Her UCLA mentor, Alma Hawkins guided her to focus on dance education, even when June left for NY to understudy in the Graham Company in 1962, following her first East Coast exposure to dance at the American Dance Festival. Prior to leaving for NY in 1960, with a BS from UCLA, she took her first job at EL Camino College as the dance specialist and choreographed for a few musicals. She has also joined the Gloria Newman Dance Company performing a few years, and was most influenced by Gloria’s unique physical sensibility of dancing through space with every cell in the body, which became embedded in June’s feeling for movement while still or in action.

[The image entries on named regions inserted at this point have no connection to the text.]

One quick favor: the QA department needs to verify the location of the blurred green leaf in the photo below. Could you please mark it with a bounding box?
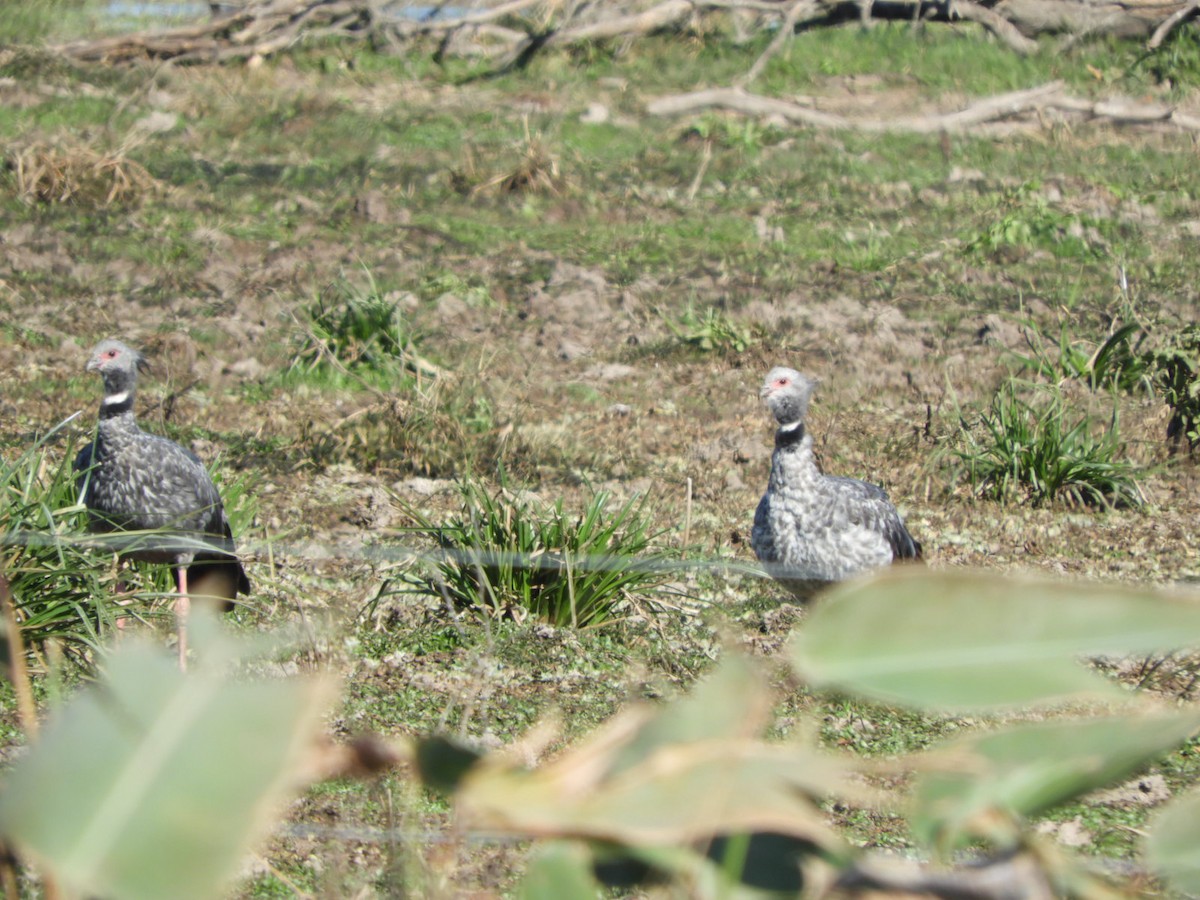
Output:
[608,655,772,775]
[457,656,864,852]
[0,633,326,900]
[1146,791,1200,895]
[791,568,1200,710]
[416,734,480,792]
[518,841,600,900]
[912,712,1200,846]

Marrying Akira Watanabe of San Francisco took June to Northern California where she raised 3 children in Marin County and taught at UC Berkeley and is now Professor Emerita of Dance Mills College after 24 yrs. of teaching, mostly part-time because she was also Artistic Director of June Watanabe in Company. While the Company initially began in 1982 as a more traditional modern dance company her focus changed to a collaborative focus with guest artists as well continuing interdisciplinary work in large scale production works. Much of her work focused on the Japanese American Interment and Noh dance studies.
June Watanabe in Company was presented in Los Angeles at the Japan America Theatre numerous times, along with Moorpark College where Stella Matsuda developed a dance program and presented many artists. June also gave a solo performance at El Camino College in the mid-80’s. She received commissions from the American Dance Festival as an Emerging Choreographer in ’87 and ’88 and from Jacobs Pillow in ’91 and ’93. She has created work for other companies as well as independent choreographers/performers and was selected as one of 13 Bay Area artists for the PBS interviews on “The Creative Mind” in 1991. Most recently she was a mentor in MJDC’s CHIME program.
She was a recipient of fellowships from the NEA/Japan Friendship Commission, the California and Marin Arts Councils. She received a San Francisco “Izzie Award” for Individual Dance Performance and a special award for “Time Over Time” with Frank Shawl and Marnie Thomas, and was a nominee numerous times for choreography and other aspects of production. From 1983-2006 the Company received funding/support from numerous local, state, national funding and commissioning organizations. She also sat on the Board of Dance USA and on many panels nationally.